Angekommen.

Der Versuch Berlin zu beschreiben muss scheitern. Diese Stadt ist zu groß, zu vielfältig, hier mischt sich hässliches und wunderschönes zu einem schrägen Cocktail, der für mich nur gelegentlich genießbar scheint. Wie an anderer Stelle schon bemerkt wurde, ließ die letzte Woche gar keinen Raum, sich mit der Stadt anzufreunden, von der ich eigentlich nur vorbeiziehende U-Bahnhöfe kenne und die ich das erste Mal länger als ein einziges Wochenende besuche.

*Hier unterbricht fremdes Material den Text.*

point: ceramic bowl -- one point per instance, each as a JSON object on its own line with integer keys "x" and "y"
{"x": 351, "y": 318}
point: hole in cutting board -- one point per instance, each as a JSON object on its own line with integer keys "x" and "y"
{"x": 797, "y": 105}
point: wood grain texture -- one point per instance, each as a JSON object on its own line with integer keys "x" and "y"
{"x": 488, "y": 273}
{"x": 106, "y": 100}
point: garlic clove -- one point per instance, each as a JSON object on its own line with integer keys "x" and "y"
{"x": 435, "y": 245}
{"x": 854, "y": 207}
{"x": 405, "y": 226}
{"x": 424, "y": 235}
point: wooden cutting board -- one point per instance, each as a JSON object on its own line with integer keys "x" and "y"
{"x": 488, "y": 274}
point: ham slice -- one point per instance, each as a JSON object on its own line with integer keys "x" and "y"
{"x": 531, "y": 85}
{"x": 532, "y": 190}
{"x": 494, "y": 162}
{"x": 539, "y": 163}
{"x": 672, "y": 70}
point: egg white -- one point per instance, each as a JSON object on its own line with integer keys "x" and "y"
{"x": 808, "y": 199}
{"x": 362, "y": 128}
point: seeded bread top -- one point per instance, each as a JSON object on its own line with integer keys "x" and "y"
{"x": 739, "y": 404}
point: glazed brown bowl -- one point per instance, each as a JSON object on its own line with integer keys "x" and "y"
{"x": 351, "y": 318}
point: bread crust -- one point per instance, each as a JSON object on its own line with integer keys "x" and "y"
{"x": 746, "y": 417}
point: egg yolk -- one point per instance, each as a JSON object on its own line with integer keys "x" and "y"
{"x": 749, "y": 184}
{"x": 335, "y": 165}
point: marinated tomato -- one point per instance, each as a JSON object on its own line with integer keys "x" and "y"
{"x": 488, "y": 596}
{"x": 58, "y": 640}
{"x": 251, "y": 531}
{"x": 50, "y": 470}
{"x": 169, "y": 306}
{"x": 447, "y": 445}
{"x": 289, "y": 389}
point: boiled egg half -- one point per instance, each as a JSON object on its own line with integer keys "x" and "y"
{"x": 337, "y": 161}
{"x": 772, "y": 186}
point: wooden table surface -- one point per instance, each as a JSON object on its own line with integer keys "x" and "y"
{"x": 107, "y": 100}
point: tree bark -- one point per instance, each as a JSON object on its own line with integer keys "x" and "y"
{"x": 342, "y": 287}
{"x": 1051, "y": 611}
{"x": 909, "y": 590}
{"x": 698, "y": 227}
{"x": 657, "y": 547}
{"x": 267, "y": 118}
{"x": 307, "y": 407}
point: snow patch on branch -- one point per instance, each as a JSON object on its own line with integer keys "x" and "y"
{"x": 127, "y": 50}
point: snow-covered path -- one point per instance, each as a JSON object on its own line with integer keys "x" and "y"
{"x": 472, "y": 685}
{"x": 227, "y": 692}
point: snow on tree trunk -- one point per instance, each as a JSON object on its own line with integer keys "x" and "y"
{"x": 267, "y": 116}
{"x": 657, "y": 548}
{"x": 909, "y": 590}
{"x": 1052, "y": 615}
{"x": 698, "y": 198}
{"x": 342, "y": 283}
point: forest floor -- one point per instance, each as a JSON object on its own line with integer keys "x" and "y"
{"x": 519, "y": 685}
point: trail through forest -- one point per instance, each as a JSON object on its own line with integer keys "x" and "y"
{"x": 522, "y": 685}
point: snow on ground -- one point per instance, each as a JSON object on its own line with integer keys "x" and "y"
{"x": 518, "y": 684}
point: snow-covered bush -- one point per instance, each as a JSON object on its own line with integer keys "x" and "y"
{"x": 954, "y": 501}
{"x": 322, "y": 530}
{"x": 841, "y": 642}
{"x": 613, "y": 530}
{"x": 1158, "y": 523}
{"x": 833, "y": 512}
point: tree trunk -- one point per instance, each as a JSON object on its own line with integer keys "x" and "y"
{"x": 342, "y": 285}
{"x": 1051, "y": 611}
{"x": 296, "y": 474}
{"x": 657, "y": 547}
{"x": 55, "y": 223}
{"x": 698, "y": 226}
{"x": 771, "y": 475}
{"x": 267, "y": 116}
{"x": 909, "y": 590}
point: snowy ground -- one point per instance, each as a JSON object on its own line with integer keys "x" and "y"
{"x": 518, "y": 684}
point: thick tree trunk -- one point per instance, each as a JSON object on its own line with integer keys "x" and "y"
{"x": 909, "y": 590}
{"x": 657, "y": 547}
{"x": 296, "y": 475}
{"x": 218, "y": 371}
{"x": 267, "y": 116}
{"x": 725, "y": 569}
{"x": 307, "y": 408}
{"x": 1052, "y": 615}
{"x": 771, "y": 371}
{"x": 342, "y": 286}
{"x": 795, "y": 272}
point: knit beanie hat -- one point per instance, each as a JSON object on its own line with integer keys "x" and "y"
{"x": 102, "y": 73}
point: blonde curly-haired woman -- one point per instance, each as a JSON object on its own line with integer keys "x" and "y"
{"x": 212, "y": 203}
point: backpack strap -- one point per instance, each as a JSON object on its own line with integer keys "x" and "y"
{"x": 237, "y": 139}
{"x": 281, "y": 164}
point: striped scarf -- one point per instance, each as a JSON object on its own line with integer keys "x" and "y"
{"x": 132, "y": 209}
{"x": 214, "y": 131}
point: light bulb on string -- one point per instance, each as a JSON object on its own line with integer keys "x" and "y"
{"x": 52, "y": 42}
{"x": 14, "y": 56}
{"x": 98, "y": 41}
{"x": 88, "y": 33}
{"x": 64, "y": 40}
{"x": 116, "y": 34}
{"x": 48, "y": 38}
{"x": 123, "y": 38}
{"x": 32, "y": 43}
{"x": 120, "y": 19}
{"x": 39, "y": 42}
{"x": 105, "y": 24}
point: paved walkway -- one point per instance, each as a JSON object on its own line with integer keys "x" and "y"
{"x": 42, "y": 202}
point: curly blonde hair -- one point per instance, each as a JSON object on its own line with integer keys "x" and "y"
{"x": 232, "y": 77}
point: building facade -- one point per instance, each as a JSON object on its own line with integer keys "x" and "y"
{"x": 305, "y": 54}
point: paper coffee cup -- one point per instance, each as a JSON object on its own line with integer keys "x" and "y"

So viel ist passiert und ich fühle mich um einen Monat reifer, obwohl tatsächlich nur eine Woche vergangen ist. Und die hatte es in sich. Mein Vorfreude vom Samstag bestätigte sich, die Winterakademie hielt meinen Erwartungen stand. Dieses tolle Gefühl, am Ende eines ereignisreichen Tages gemeinsam in der Kantine zu philosophieren und die Tage Revue passieren zu lassen. Diese Tage hatten es in sich, jeder von uns wurde auf  Belastbarkeit und Kreativität geprüft. Und ich konnte mir selbst beweisen, dass viel zu tun nicht gleichbedeutend mit Stress ist und dass man trotz viel Arbeit nicht gleich die Nerven verlieren muss. Über das, was in den letzten Tagen auf mich eingeprasselt ist, könnte man ein halbes Buch schreiben. Mir müssen am Ende zwei Seiten reichen, um zu beschreiben, was ich erlebt habe.

Dass sich 11 junge Menschen so sehr motivieren lassen und etwas schaffen, an das ich selbst nicht geglaubt hatte, ist eines der wichtigsten Ereignisse. 11 Jugendliche schaffen nach prominentem Vorbild eine Tauschaktion, die die Winterakademie um ein ganzes Jahr überdauern soll. Aus 6 Tagen Kunst-Labor wuchsen Verantwortung und Begeisterung. Und so wird auf Netzverformung weitergetauscht, auch wenn die jungen Leute das ganze Projekt am Samstag hätten abhaken können. Und am Samstag standen sie alle gemeinsam auf der Bühne und boten dem Publikum eine Präsentation, der man nicht anmerkte, dass sie erst 2 Stunden zuvor unter Zeitdruck zusammengebastelt wurde.
Daneben ein tolles Team, mit dem sich super arbeiten lässt und von dem ich ebenfalls lernen kann. Ruhig bleiben und durchatmen, dann schaffen wir das gemeinsam. Hier habe ich mich von Anfang an wohl gefühlt und ich werde mich nur schwer wieder trennen können.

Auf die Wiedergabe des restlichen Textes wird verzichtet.